Re: [PATCH] Erase the distinctClause if the result is unique by definition

From: David Rowley <dgrowleyml(at)gmail(dot)com>
To: Andy Fan <zhihui(dot)fan1213(at)gmail(dot)com>
Cc: Ashutosh Bapat <ashutosh(dot)bapat(dot)oss(at)gmail(dot)com>, Tom Lane <tgl(at)sss(dot)pgh(dot)pa(dot)us>, Julien Rouhaud <rjuju123(at)gmail(dot)com>, PostgreSQL Hackers <pgsql-hackers(at)lists(dot)postgresql(dot)org>
Subject: Re: [PATCH] Erase the distinctClause if the result is unique by definition
Date: 2020-03-18 01:56:08
Message-ID: CAApHDvrNqgOgrLfhApdUH5P9fnwOuO35CPwNG7=ybH5EMBugaA@mail.gmail.com
Views: Raw Message | Whole Thread | Download mbox | Resend email
Thread:
Lists: pgsql-hackers

On Mon, 16 Mar 2020 at 06:01, Andy Fan <zhihui(dot)fan1213(at)gmail(dot)com> wrote:
>
> Hi All:
>
> I have re-implemented the patch based on David's suggestion/code, Looks it
> works well.
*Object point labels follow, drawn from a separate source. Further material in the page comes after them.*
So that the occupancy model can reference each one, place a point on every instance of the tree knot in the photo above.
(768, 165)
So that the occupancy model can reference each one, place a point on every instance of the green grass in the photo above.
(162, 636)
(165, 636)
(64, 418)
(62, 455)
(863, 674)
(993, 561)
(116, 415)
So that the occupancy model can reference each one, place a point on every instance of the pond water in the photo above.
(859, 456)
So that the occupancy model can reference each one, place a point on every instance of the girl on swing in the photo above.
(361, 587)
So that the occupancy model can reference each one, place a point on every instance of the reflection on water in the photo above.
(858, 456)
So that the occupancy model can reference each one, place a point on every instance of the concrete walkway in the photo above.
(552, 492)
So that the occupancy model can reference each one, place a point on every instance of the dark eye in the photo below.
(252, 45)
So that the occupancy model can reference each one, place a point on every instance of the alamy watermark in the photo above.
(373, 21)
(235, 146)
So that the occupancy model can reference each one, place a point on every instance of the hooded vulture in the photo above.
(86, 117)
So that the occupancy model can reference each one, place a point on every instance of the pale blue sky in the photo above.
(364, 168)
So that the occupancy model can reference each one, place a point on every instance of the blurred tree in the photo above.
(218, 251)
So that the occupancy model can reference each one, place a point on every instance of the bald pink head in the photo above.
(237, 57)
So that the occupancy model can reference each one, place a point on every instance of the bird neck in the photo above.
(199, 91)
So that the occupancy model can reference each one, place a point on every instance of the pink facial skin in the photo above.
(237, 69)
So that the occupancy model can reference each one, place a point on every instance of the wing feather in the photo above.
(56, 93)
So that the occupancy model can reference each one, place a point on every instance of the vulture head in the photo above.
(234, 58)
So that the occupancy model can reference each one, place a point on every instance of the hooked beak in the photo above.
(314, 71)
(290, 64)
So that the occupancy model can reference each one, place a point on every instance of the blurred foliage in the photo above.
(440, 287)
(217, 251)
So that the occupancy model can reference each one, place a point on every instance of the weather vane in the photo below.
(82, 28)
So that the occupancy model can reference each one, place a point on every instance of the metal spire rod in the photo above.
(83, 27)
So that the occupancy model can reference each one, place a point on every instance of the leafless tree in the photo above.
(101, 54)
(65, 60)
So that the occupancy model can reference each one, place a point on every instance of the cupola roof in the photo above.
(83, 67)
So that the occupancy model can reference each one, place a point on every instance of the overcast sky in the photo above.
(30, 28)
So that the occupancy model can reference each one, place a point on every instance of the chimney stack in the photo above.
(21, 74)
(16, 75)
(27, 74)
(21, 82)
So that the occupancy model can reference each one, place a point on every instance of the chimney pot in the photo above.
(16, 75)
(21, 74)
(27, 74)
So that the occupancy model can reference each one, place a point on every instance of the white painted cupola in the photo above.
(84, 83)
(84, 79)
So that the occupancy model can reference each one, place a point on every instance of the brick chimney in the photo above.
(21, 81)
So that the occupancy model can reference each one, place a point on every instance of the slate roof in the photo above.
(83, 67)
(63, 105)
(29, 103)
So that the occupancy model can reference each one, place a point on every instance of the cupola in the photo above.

The updated patch mainly includes:
>
> 1. Maintain the not_null_colno in RelOptInfo, which includes the not null from
> catalog and the not null from vars.

What about non-nullability that we can derive from means other than
NOT NULL constraints. Where will you track that now that you've
removed the UniqueKeySet type?

Traditionally we use attno or attnum rather than colno for variable
names containing attribute numbers

> 3. postpone the propagate_unique_keys_to_joinrel call to populate_joinrel_with_paths
> since we know jointype at that time. so we can handle the semi/anti join specially.

ok, but the join type was known already where I was calling the
function from. It just wasn't passed to the function.

> 4. Add the rule I suggested above, if both of the 2 relation yields the a unique result,
> the join result will be unique as well. the UK can be ( (rel1_uk1, rel1_uk2).. )

I see. So basically you're saying that the joinrel's uniquekeys should
be the cartesian product of the unique rels from either side of the
join. I wonder if that's a special case we need to worry about too
much. Surely it only applies for clauseless joins.

> 5. If the unique key is impossible to be referenced by others, we can safely ignore
> it in order to keep the (join)rel->unqiuekeys short.

You could probably have an equivalent of has_useful_pathkeys() and
pathkeys_useful_for_ordering()

> 6. I only consider the not null check/opfamily check for the uniquekey which comes
> from UniqueIndex. I think that should be correct.
> 7. I defined each uniquekey as List of Expr, so I didn't introduce new node type.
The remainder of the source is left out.